Seven were US emergency responders, including six members of the US military; three were Haitian residents who travelled to the United States, including one adoptee; and one was a "US traveller."

Haiti reports 30,000 confirmed cases of malaria each year to the Pan American Health Organization, but the real incidence of the mosquito-borne illness is probably as high as 200,000 cases, the CDC report said.

Against the backdrop of those worries, governments and organizations are trying to come up with a joint, coordinated international strategy to get Haiti's economy and society functioning again.

The core nations involved are Brazil, Canada, France, Spain and the United States, in conjunction with the European Union, the World Bank, the International Monetary Fund, the United Nations and the Inter-American Development Bank.
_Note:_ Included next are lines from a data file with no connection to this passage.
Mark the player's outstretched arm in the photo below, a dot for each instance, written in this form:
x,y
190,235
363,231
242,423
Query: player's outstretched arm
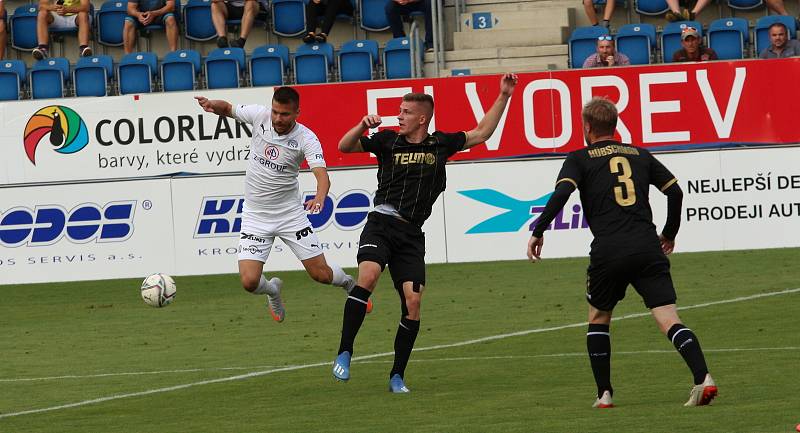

French Foreign Minister Bernard Kouchner, speaking to reporters in Paris on Thursday, said he hoped the plan would be forged with Haitian government input in time for a big international conference in New York on March 31.

But, he admitted, "all that is not easy."

A small meeting to prepare for the New York gathering will be held March 12 in the Dominican Republic, a French government official involved in Haiti's reconstruction, Pierre Duquesne, said.

On March 15, a business meeting will take place in Haiti under the aegis of the Inter-American Development Bank.

That will be followed the next day by a meeting of the core countries and organizations in another location, then on March 17 by a larger grouping of 40 to 50 countries.

On March 22, in Washington, the Haitian diaspora will hold talks.

On March 23, two other, separate meetings will be held, one in the French Caribbean island of Martinique and the other in Brussels.